Mais cedo, Moro afirmou que o país não precisa de heróis,
mas de instituições fortes, e negou que tenha atuado politicamente na Lava
Jato.
"Nunca atuei nestes processos movido por questão
ideológica ou político-partidária. O fato de ter emitido sentenças a agentes
políticos me trouxe dissabores, me trouxe pesos. Sou constantemente atacado há
quatro, cinco anos, por ter cumprido meu dever", afirmou.
Cid Gomes também propôs que o Congresso instale uma CPI
para apurar a conduta o ex-juiz à frente dos processos da Lava Jato. Ele também
defendeu que os parlamentares abram uma investigação "isenta e
imparcial" sobre o autor dos vazamentos e sobre a segurança das comunicações
no país.
Primeiro a propor a CPI, o senador Angelo Coronel disse
que considera retomar a coleta de assinaturas após a vinda de Deltan Dallagnol
à CCJ. O procurador foi convidado à comissão, mas ainda não confirmou presença.
O senador Renan Calheiros (MDB-AL) lançou provocações a
Moro e disse que não prejulgaria o ministro.
"Defendo sua presunção de inocência, o direito de
defesa e acho, mais do que isso, que o senhor não está obrigado a responder
sobre questões concretas destes vazamentos, mas são coisas graves", disse
Renan, que, pedindo desculpas pela "coincidência", afirmou ter 13
(número do PT do ex-presidente Lula) perguntas ao ex-juiz.
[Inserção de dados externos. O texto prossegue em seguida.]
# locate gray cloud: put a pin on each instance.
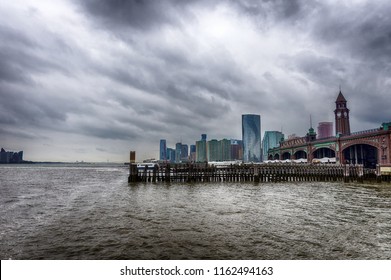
(123, 74)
Moro repetiu ter havido "um sensacionalismo
exacerbado" na divulgação das conversas e, pela quarta vez, citou o artigo
de Matthew Stephenson.
Na tentativa de encurralar o ministro, Renan perguntou a
Moro o que ele pensava sobre o pacote de dez medidas contra a corrupção, no
qual haveria previsão para usar os vazamentos na Justiça.
"Sobre as dez medidas, precisava reavivar minha
memória", esquivou-se Moro.
ATAQUE HACKER
Durante a sessão, Moro também deu detalhes do ataque
hacker de que foi vítima há algumas semanas.
Afirmou que, em 4 de junho, por volta das 18h, seu
próprio número o telefonou três vezes. Segundo a Polícia Federal, os invasores
não roubaram dados do aparelho do ministro -apenas o procurador Deltan
Dallagnol teve informações captadas durante o ataque que sofreu.
Moro afirmou ainda que deixou de usar o Telegram, de onde
as mensagens vazadas foram extraídas, em 2017, quando houve notícias de ataques
hackers nas eleições dos Estados Unidos e ele começou a desconfiar da segurança
do aplicativo, que tem origem russa.
O pacote de diálogos que veio à tona inclui mensagens
privadas e de grupos da força-tarefa no aplicativo Telegram de 2015 a 2018. As
mensagens, segundo o site, foram entregues à reportagem por fonte anônima.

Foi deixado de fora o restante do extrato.